The demand from another 1,200-1,500 young people to go into farming through agricultural courses exists, according to Teagasc.

Tom Curran, who was involved in the Share Farming Agreement which was launched recently, said share farming can start from April 1 and is a very exciting opportunity for dairy farmers in Ireland.

According to Teagasc, 50 students are starting their Green Cert in Kildalton and the demand from young people to study agriculture courses is very strong.

With all the current courses closed, Teagasc said is could run more as the demand still out there from potential students runs to 1,200-1,500 students.

He also said that Teagasc would be pushing for the Department of Agriculture to make the teaching contracts longer. “We will be plugging to make the contracts longer for the lecturers we have employed on two-year contracts.”
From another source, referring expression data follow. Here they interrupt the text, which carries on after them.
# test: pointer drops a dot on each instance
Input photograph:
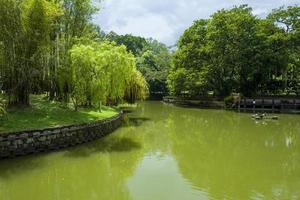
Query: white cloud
(165, 20)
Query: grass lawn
(45, 114)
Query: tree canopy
(236, 52)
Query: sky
(166, 20)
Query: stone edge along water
(46, 140)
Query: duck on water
(264, 116)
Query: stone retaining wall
(30, 142)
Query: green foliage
(43, 113)
(2, 108)
(137, 89)
(234, 51)
(102, 72)
(153, 60)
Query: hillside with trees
(234, 51)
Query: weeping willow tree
(101, 73)
(25, 28)
(137, 88)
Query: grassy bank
(43, 114)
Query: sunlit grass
(43, 114)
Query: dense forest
(234, 51)
(52, 47)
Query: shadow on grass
(135, 121)
(106, 145)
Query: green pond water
(168, 153)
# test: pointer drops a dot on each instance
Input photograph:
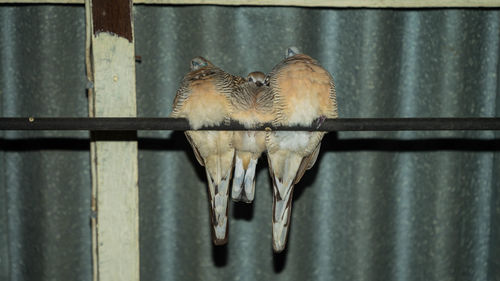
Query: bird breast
(304, 92)
(206, 106)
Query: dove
(252, 104)
(303, 93)
(203, 98)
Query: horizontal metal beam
(178, 124)
(301, 3)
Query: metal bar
(300, 3)
(341, 124)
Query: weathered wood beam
(304, 3)
(111, 70)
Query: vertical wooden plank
(111, 60)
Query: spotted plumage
(303, 92)
(252, 104)
(204, 98)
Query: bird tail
(282, 211)
(244, 177)
(219, 194)
(283, 184)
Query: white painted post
(111, 64)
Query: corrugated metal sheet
(377, 206)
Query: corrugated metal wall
(376, 206)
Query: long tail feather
(282, 208)
(219, 194)
(244, 180)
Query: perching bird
(204, 99)
(252, 103)
(304, 93)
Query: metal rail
(341, 124)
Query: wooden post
(115, 204)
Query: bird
(203, 98)
(303, 95)
(252, 104)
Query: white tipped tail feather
(244, 180)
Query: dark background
(376, 206)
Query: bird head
(199, 62)
(291, 51)
(257, 77)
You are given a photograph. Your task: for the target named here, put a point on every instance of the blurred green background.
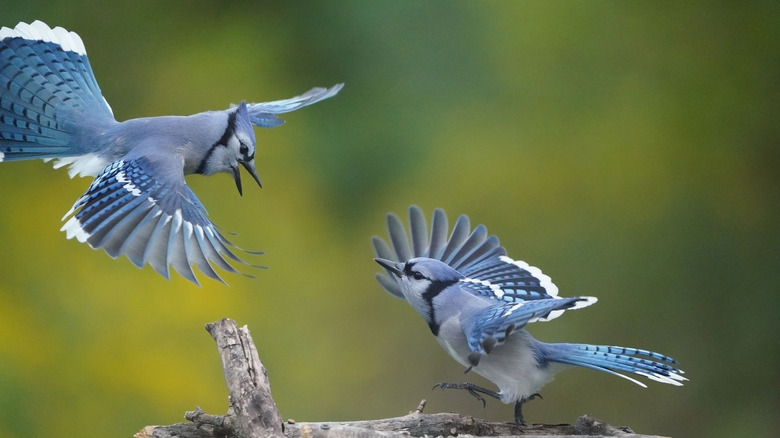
(631, 150)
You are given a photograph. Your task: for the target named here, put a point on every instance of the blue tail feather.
(610, 359)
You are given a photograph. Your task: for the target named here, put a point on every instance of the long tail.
(46, 88)
(654, 366)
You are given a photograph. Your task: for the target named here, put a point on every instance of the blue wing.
(47, 88)
(473, 253)
(264, 114)
(140, 208)
(490, 326)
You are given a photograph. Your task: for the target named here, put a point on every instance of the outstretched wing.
(490, 326)
(145, 210)
(45, 82)
(264, 114)
(479, 257)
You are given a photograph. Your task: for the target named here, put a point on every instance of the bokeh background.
(631, 150)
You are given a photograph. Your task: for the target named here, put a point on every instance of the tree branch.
(252, 412)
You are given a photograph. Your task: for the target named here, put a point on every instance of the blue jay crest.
(139, 204)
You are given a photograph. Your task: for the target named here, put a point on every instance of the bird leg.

He said the fact the Department is accepting potential students to apply for schemes if they commence training by September 2016 is a credit to the Department. “It’s frontloading a qualification by people expressing an interest in doing a Green Cert.”

He also said that the share farming agreement is a new addition to the suite of collaborative arrangements.
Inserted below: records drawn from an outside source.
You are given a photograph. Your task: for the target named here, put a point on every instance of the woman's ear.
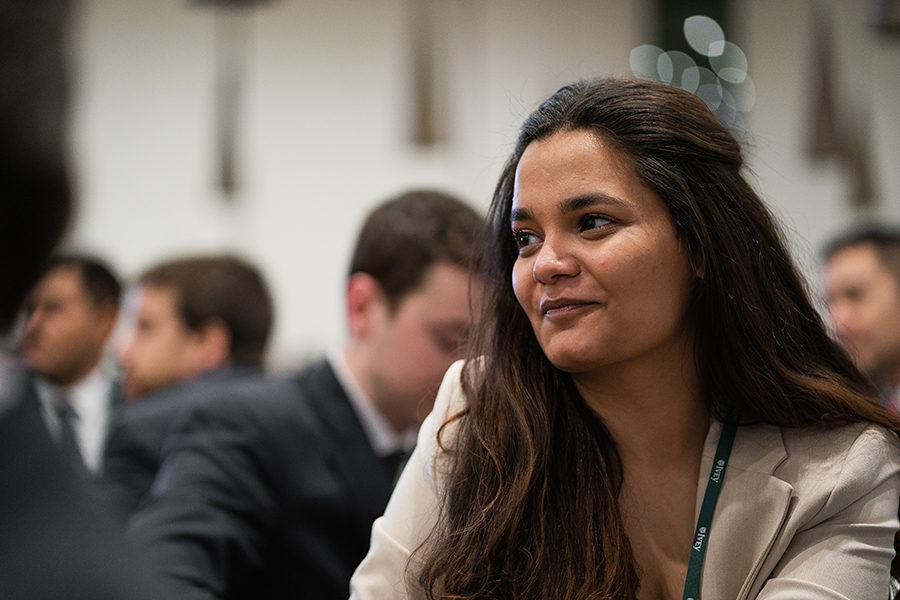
(364, 301)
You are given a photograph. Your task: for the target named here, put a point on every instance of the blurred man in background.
(53, 542)
(272, 493)
(203, 323)
(861, 274)
(70, 315)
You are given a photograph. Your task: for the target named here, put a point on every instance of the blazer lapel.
(752, 507)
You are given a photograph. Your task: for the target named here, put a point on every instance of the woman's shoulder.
(849, 455)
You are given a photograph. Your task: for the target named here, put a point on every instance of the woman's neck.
(656, 415)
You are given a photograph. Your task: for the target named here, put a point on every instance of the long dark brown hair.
(529, 506)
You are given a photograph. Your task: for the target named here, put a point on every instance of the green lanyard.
(704, 522)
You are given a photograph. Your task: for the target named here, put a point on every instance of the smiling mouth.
(553, 308)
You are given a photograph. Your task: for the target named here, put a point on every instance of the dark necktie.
(68, 443)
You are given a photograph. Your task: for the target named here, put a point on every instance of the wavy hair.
(529, 506)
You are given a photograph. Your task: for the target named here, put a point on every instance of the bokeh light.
(704, 35)
(725, 86)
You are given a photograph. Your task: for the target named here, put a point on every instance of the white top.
(804, 513)
(381, 435)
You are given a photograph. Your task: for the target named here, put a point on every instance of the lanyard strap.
(713, 487)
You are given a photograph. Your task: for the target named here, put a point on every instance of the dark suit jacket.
(54, 540)
(269, 492)
(138, 433)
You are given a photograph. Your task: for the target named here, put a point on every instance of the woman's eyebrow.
(519, 214)
(570, 205)
(587, 201)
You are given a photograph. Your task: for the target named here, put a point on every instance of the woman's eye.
(593, 222)
(524, 238)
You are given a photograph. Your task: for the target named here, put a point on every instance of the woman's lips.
(562, 306)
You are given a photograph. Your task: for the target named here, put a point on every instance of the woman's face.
(600, 273)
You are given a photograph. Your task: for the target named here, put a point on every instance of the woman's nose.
(553, 260)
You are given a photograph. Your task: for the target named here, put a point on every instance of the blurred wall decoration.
(330, 107)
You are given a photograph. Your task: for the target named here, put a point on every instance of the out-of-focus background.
(269, 128)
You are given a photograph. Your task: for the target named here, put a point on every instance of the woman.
(645, 345)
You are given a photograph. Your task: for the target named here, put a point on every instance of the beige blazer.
(802, 514)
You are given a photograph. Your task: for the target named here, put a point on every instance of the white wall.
(324, 126)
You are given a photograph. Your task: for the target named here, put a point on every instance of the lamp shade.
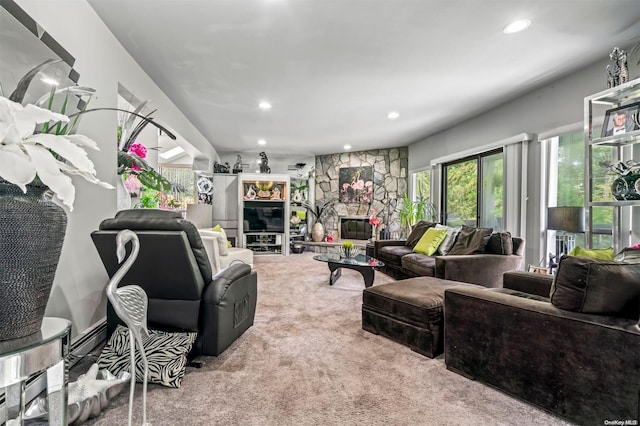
(569, 219)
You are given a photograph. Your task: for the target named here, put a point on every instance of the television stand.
(265, 242)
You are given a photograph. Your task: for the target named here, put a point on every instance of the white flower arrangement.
(26, 154)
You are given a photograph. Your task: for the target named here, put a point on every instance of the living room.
(523, 125)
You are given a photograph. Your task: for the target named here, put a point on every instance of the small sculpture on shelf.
(619, 74)
(264, 163)
(220, 168)
(626, 186)
(237, 167)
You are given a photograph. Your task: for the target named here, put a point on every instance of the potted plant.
(318, 211)
(411, 212)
“In Teagasc we are involved in delveoping these arrangements and it offers something new to the dairy industry that was not there in the past 30 years.

“It’s a model where older famers can take a step back or those with land looking to get involved with a young enthuasistic person running it.”

He said it will deal with stock ownership and dissolution and conflict resolution.

Farm managers, solicitors and accountants came to Moorepark came to discuss what was needed in the documents and what the blockers were in the industry, he said.

Minister of State at the Department of Agriculture Tom Hayes, said the scheme has brought a level of professionalism to agriculture and the leadership that was given through the scheme is one of the great things about the Farm Apprenticeship Scheme.